Dilbert also failed to keep up with the times. Despite publishing strips about AI or remote work or etc, you can still tell that he has spent so long away from that world that he no longer has any novel insight into it. All of the jokes come secondhand from anecdotes that he hears or reads about.
You had cubicles? Luxury! Im my day, we put our spare-parts laptop on an old door for a desk and sat on a rickety metal chair on a concrete floor in an unheated warehouse. And we loved it!
You had laptops and spare parts?! At my first job we had to build ourselves a desk out of 1's from the bit bucket to put the card puncher on, and a sort of beanbag chair from the 0's. And the old-timers said we were lucky--the old system did not even have ones, which made less satisfying desks. When we got upgraded card punchers that could do ASCII instead of just typing the raw instructions in hex, that was a happy day, let me tell you.
Oh you had a chair! In my day we had a desk scavenged from sticks and rocks. Our chair was a piece of pipe with a 2x4 on the end. You had to balance carefully lets you impaled yourself.

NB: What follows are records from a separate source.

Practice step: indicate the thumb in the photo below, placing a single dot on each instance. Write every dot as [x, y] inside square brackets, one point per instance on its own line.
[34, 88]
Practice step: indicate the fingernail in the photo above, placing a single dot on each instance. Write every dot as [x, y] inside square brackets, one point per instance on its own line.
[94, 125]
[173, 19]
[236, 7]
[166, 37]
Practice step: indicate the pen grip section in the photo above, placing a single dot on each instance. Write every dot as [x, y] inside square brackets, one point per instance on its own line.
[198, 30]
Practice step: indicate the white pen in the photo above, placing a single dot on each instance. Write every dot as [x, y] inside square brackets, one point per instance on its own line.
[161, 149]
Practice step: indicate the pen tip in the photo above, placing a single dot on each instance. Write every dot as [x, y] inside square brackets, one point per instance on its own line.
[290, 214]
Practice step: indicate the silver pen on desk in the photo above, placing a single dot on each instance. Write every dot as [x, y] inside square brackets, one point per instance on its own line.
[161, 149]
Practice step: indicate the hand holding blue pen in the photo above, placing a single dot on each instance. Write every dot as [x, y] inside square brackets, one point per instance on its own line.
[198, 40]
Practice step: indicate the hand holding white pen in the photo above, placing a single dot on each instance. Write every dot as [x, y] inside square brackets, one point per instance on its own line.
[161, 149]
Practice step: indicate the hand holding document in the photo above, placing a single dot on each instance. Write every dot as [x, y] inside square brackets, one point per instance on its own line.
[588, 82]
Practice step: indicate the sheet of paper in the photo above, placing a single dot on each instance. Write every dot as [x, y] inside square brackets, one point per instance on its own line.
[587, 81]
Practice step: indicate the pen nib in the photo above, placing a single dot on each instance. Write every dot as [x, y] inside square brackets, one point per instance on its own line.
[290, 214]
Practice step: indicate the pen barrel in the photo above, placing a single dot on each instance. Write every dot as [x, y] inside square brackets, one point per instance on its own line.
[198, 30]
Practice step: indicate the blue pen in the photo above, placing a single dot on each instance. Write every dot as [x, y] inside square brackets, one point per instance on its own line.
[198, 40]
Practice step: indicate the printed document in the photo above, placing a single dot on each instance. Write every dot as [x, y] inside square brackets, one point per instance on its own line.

Every now and then a topical quip pops out. Someone tacked a strip about cloud on my more or less cubical—that was my thing at the time and quite good. But yeah mostly 90s or so.
And Adams failed to keep with himself with his fawning over who could be described as the pointy-headed-boss in chief.
Seriously, making your whole career deriding stupid, clueless, cruel top managers and then lionizing Trump... I guess there isn't a single mirror in his house.